No, I need to think about how I can kill myself. To be honest, it’s the only time I don’t feel like crying. I actually get excited to plan it. To dream of how I can make everyone feel good or terrible that I am gone. And then there is Mitchell. Maybe I will get to see him again. Maybe I can talk with him again if I wasn’t still here.

             
I find it actually comical that no one worries about me. I have shown such maturity dealing with my parents divorce and my brother dying they all think I am strong like bull and don’t need anyone to make a big deal over me.
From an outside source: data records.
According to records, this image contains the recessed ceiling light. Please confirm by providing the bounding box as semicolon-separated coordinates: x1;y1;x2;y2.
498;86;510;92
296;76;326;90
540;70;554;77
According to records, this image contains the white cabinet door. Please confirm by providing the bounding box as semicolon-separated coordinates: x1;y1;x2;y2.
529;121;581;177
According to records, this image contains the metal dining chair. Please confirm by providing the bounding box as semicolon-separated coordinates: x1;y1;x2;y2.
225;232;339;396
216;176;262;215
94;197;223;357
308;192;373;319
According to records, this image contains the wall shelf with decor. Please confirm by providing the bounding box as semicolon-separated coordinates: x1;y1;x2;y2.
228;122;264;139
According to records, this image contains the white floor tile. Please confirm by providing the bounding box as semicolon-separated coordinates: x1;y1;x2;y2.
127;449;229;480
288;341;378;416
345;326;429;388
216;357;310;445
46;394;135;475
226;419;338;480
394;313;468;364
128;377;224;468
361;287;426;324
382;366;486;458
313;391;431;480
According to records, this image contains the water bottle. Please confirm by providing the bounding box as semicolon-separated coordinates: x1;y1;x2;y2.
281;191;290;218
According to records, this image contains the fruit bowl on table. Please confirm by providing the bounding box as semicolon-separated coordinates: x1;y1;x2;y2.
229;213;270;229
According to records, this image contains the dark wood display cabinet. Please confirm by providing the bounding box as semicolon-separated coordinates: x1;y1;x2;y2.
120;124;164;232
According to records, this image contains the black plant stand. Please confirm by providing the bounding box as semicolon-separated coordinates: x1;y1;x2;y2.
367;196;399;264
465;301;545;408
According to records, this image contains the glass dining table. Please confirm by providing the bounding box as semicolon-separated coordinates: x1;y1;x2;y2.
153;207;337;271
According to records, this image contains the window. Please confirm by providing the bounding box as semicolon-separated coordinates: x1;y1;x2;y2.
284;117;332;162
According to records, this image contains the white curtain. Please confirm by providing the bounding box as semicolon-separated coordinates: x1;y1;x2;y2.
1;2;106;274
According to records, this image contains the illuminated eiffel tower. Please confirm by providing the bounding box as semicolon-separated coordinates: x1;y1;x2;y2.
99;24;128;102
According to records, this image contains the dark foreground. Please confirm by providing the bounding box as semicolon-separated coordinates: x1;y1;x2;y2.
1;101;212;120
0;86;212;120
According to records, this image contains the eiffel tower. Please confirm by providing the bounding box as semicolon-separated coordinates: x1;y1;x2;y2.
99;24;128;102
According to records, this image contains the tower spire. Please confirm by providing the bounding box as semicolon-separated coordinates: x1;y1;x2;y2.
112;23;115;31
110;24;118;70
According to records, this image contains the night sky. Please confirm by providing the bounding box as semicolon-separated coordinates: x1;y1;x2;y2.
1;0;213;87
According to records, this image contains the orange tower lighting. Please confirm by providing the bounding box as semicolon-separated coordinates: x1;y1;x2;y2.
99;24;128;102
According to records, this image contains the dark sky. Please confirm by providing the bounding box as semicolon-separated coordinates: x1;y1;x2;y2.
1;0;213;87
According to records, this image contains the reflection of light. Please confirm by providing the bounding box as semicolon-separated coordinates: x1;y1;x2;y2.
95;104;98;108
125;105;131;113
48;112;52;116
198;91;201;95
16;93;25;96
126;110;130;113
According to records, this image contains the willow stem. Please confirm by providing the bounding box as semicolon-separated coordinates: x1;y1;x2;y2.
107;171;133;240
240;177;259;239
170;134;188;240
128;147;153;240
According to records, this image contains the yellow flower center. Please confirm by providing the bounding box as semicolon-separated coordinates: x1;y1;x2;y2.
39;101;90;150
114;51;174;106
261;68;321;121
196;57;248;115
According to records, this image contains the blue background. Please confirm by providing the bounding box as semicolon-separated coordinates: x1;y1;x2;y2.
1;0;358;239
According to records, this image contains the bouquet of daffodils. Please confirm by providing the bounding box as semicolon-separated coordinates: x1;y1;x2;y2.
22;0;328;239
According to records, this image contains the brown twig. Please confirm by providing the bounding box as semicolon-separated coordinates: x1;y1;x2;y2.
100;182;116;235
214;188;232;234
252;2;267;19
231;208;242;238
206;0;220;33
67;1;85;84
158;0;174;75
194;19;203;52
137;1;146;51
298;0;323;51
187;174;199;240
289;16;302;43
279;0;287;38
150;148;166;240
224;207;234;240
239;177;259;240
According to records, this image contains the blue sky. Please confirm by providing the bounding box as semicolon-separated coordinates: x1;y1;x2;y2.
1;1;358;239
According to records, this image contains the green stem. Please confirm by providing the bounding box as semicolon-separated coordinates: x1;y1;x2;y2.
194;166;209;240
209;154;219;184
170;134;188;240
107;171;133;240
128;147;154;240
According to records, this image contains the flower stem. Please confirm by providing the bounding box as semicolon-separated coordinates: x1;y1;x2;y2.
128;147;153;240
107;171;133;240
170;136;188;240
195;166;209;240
Funny how much I enjoyed being held by Dominic on my birthday under the bleachers. And tonight fun too.                                          I am really amazed at how many times my mind goes back to thinking of 500 ways to kill yourself every day. Like now, walking around who knows where. I could lay on the train tracks. I could jump in front of a truck. I could lay out here in the cold until I freeze to death. And then I think of what sort of pain I would feel for each way. I could poison myself. I could slit my wrists, or hang myself. Jump off a building, or over dose.  Put a plastic bag over my head or drown myself. Ah… The possibilities. Then I feel bad that I want to do it. I keep trying to convince myself it’s the best thing to do. Find the easiest way. The least amount of pain. Over dose, or letting a car fill with carbon monoxide.

Alcohol poisoning. I don
’t know.

             
As I was walking around, who knows where, I find a park and run off to go into it. There is a park light on. So at least I can see where I am in the park. I head over to the swings. Swings bring back good memories. 

             
Mitchell used to pick me up from middle school. I chuckle at the memories of them. All my girl friends were in love with him. Mitchell always made a fuss over me. He would take me to the park, and we would have races on the swings to see who could go the highest or fastest. Sometimes we had marathons throughout the park play areas. Like ten swings, jump off, 5 slides down the slide. Run over to the monkey bars, cross twice and slide into the flag pole. I know Mitchell usually let me win. God, I miss him.